[Python-ideas] Default arguments in Python - the return - running out of ideas but...

[Carl Johnson]

Bruce Leban wrote:

> I'll use an @dynamic decorator-like syntax to illustrate. These would be
> valid:
>
> def foo(a, b = @dynamic lambda: []):
> def foo(a, b = @dynamic lambda: list()):
> def foo(a, b = @dynamic list):
> def foo(a, b = @dynamic random.random):
>
> and this would not:
>
> def foo(a, b = @dynamic [])
> def foo(a, b = @dynamic 5)
>
> because @dynamic says that the thing that follows is called to generate a
> dynamic default parameter value and you can't call [] or 5.

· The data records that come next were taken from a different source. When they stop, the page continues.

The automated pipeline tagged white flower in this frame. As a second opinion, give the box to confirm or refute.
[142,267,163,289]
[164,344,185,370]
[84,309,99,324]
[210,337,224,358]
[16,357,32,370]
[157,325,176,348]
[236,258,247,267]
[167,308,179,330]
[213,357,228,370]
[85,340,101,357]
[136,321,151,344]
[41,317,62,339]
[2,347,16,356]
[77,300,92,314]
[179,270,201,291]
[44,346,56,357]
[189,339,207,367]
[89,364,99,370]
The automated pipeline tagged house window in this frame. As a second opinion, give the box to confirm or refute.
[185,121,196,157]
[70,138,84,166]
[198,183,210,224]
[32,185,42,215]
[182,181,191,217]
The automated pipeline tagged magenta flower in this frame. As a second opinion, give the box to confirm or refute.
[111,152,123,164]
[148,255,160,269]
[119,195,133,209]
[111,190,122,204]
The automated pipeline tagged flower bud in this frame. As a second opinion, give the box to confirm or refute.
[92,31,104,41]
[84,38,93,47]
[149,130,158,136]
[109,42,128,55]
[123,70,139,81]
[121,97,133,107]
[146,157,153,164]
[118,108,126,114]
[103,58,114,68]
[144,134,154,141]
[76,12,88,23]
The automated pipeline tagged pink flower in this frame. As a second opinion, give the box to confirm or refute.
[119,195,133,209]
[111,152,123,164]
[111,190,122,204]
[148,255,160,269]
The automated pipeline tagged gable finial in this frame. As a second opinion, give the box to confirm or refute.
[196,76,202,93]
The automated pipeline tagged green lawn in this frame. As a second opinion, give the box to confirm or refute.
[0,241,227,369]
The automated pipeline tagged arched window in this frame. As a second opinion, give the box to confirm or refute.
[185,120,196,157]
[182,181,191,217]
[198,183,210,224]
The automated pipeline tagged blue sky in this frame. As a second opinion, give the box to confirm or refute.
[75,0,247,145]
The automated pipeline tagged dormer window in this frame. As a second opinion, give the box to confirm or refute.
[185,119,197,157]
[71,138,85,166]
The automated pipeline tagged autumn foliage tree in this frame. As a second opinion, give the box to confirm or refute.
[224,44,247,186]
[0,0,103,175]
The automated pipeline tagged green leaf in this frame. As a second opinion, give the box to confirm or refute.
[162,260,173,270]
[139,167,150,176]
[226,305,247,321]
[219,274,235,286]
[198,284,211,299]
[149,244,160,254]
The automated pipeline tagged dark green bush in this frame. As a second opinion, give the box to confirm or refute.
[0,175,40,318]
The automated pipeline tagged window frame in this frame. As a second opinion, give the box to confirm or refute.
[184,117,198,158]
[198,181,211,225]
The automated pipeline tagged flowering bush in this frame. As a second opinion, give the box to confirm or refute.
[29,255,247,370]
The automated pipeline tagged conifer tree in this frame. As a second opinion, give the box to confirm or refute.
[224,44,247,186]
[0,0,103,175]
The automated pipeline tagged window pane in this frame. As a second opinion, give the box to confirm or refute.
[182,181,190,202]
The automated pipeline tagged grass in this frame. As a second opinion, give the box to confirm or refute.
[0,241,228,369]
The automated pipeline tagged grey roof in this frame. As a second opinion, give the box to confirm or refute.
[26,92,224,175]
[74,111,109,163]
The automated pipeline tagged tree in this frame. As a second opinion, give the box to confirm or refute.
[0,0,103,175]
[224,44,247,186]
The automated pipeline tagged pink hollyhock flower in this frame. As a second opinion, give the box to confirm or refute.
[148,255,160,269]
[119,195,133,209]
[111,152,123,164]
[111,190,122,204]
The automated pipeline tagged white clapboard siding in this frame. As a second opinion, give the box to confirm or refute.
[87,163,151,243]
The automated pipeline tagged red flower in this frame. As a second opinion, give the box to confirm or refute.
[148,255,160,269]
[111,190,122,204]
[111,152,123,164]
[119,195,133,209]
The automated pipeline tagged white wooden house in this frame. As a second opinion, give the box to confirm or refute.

Hmm, very interesting, but in your example what is "dynamic" doing?
Are you proposing it as a keyword to signal "here comes a dynamic
default"? Do we really need it? Why not something like this:

def five_appender(x=@list):
    x.append(5)
    return x

>>> five_appender()
[5]
>>> five_appender()
[5]

The idea is that @ is a magic sigil meaning, "call this if no argument
is passed in." So, as per your prior example @[] or @5 would be result
in a runtime error, since they're not callable. If for some reason you
want a fresh 5 (I can't think of why, since it's immutable, but
whatever), you would need to use a lambda:

def n_appender(n=@lambda: 5, x=@list):
    x.append(n)
    return x

Do y'all think this is enough inline with how @ is already used to
make sense? Or is it too different from the existing use of @?

-- Carl Johnson